New Side effects: General feeling of unwellness.
Loss of appetite.
Continuance of side effects:
Known treatments: Headache = take a paracetmol.
Nausea = sit near a bucket.
Tummy ache = see nausea.
General feeling of unwellness = lie down.
Another side effect is triggers are more effective. I was hypomanic bordering mania which did and didn’t make sense. Usually mania isn’t so fast. Usually I would have a few days where hypomania and mixed episodes took equal turns running the show until mixed episode period fizzled out and I was left with a few days of hypomania slowly turning into mania and then mania, the mixed episode, depression. Yeah cycle complete and repeat. But mixed episode was bought to an abrupt stop and hypomania keeps drifting in the lines of mania. That happened and mania was bought on by triggers (which usually doesn’t happen). Bought a magazine, bought some sweets, with friends, just anything that bought me joy sent me manic.
Then, I got into an argument with someone and that sent me depressed. Now I don’t understand it. Why am I depressed now? I’m not supposed to be. I don’t usually react to triggers. Except in terms of stress and flashbacks. But moodwise. Rarely with triggers. I know it’s been two days. Antidepressants don’t work that fast but I can’t think of any other explanation why an argument sent me depressed when usually an argument in hypomania just asserts how much better I am than others because of my inflated self confidence and worth. Which itself can send me into mania. But now I’m sitting here, ill and depressed thinking: “if these pills are going to make me depressed. I don’t want them anymore.” I liked them because they skipped the anger and went to hypomania but I can’t be depressed when I’m supposed to be hypomanic or mania. No. I just, I can’t suffer needlessly at the hands of a synthetic pill.

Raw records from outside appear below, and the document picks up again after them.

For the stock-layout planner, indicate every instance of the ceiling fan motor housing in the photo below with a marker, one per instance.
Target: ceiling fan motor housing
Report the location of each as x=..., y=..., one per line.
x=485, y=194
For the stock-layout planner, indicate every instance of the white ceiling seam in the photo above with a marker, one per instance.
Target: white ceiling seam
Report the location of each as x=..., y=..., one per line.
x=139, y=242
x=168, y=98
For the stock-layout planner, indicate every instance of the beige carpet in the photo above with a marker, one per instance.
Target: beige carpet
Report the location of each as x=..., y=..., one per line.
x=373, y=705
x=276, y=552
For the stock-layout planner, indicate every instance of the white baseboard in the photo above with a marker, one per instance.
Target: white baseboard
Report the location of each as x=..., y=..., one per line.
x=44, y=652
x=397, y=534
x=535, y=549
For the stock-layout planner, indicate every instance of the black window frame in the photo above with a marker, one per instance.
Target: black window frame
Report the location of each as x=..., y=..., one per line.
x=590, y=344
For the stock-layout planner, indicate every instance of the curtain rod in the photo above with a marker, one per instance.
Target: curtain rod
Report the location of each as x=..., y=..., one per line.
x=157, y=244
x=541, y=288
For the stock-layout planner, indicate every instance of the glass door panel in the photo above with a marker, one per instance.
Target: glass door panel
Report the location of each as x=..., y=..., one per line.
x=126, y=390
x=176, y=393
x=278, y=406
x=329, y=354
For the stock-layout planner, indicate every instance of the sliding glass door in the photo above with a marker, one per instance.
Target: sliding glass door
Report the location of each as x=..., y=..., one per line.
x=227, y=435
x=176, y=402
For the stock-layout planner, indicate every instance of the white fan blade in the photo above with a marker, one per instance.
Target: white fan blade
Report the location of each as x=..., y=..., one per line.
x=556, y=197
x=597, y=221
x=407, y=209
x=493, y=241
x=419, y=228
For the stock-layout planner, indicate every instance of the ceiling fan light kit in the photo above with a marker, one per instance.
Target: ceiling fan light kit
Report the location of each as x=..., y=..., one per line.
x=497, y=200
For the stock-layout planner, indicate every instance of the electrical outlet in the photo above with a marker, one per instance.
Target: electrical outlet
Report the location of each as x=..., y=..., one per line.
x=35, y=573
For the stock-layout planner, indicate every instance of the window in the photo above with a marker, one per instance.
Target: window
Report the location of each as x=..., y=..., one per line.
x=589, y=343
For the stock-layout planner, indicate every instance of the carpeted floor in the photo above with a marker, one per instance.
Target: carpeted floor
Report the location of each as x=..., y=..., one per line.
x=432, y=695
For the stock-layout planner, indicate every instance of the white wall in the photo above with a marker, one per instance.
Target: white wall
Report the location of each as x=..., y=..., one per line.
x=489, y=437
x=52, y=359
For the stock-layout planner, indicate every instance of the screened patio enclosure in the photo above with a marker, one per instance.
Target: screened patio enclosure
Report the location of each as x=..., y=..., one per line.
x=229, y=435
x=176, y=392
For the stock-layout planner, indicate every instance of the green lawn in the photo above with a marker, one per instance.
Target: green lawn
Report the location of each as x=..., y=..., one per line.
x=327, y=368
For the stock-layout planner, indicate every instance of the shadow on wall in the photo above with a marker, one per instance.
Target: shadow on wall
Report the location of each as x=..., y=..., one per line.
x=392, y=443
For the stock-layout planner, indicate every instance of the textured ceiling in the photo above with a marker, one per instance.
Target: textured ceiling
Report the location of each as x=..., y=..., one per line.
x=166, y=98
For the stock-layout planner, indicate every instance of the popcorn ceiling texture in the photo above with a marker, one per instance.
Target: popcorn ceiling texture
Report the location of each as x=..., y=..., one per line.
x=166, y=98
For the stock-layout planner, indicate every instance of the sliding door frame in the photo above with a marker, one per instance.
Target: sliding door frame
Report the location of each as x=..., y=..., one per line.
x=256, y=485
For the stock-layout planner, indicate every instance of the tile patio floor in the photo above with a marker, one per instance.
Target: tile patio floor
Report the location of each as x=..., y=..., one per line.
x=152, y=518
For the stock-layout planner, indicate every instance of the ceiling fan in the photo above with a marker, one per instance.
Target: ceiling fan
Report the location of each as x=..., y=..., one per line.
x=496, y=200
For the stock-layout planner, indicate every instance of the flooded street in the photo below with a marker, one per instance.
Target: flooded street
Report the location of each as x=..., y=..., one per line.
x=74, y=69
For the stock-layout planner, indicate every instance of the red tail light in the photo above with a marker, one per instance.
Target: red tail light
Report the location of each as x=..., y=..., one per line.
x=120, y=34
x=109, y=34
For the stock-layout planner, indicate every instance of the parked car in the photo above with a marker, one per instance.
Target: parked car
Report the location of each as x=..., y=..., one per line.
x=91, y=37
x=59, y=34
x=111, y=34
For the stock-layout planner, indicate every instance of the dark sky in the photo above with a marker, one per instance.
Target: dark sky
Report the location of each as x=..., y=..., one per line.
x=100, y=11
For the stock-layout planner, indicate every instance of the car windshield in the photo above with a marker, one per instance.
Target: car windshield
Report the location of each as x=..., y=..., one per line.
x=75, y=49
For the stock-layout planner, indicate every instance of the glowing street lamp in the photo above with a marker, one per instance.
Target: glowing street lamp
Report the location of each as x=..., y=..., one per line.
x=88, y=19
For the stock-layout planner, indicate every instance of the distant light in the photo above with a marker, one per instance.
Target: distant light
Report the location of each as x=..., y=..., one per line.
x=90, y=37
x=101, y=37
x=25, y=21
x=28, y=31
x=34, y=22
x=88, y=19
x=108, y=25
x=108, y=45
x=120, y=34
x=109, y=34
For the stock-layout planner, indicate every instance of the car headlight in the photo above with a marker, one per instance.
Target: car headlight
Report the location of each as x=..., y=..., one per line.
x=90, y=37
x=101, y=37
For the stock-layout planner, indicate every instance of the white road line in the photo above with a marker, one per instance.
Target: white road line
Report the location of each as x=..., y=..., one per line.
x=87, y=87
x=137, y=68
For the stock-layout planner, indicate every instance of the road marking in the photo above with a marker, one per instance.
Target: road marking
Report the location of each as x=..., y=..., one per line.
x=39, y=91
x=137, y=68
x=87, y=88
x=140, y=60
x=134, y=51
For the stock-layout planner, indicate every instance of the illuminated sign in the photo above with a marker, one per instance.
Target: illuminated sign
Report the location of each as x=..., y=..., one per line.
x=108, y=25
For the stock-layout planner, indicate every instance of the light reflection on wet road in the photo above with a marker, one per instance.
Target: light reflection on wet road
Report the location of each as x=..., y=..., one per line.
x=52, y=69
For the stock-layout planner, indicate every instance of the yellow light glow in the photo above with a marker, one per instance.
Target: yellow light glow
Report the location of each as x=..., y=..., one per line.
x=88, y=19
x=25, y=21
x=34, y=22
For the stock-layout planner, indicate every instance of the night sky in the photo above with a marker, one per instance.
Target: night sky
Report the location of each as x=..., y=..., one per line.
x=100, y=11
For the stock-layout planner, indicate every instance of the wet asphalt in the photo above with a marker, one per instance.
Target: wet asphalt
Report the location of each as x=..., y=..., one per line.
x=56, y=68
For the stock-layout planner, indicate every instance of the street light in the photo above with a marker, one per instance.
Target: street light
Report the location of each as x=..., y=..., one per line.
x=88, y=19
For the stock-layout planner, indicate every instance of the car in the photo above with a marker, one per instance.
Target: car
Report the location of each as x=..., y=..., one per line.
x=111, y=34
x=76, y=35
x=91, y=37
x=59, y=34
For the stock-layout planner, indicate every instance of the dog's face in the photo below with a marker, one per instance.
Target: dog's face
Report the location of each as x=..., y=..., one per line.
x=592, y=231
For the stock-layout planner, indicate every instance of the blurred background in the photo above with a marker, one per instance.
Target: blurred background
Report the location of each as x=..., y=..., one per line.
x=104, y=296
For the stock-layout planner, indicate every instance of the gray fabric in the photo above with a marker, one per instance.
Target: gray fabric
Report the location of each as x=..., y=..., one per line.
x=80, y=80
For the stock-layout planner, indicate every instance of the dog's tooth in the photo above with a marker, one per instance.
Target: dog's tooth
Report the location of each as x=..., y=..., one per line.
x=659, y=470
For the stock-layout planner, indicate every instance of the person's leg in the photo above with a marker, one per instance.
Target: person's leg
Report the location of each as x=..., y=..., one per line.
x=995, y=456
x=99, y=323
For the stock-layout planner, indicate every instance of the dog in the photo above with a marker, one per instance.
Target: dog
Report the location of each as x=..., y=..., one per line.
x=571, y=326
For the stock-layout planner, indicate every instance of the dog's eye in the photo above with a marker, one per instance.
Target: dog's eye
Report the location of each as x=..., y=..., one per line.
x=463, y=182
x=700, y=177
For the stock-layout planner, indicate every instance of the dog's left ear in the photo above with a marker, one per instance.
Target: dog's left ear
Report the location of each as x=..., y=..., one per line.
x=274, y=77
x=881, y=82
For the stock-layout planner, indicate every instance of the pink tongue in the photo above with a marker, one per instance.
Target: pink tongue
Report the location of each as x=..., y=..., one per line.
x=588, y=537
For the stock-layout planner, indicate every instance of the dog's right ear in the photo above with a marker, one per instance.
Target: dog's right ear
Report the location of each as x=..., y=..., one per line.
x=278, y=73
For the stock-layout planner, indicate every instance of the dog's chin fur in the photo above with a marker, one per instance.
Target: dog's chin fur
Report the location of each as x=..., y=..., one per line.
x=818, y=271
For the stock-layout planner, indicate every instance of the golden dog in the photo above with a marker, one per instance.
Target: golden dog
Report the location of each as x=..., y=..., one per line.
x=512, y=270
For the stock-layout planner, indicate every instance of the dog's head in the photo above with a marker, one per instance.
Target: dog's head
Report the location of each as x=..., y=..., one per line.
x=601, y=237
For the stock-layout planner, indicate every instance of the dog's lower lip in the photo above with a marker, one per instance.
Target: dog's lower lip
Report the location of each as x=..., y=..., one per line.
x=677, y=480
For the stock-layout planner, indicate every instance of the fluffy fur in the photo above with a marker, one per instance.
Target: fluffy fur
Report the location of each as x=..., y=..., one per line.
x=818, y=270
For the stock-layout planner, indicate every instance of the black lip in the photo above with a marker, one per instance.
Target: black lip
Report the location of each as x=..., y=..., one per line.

I’m not entirely sure if I can trigger hypomania back. It’s like what they say “it’s easy to warm yourself up if it’s cold than cool yourself down when it’s hot” so it’s easy to be made sad when manic but hard to be made happy when depressed. I just hope for the sake of everything that I can make myself happy and maybe sleeping will reset everything and maybe taking the zoloft (yes I am now calling it by it’s trade name because sertraline is annoying to remember).
I went on a spending spree in tesco. Went in to buy some dinner (vegetable nuggets) and ended with several bags of different chocolate and sweets, a dvd, ice cream, two child magazines and a partridge in a pear tree. Then when I got home mania was still racing until I got into an argument due to my lack of filter when manic and boom, depressed.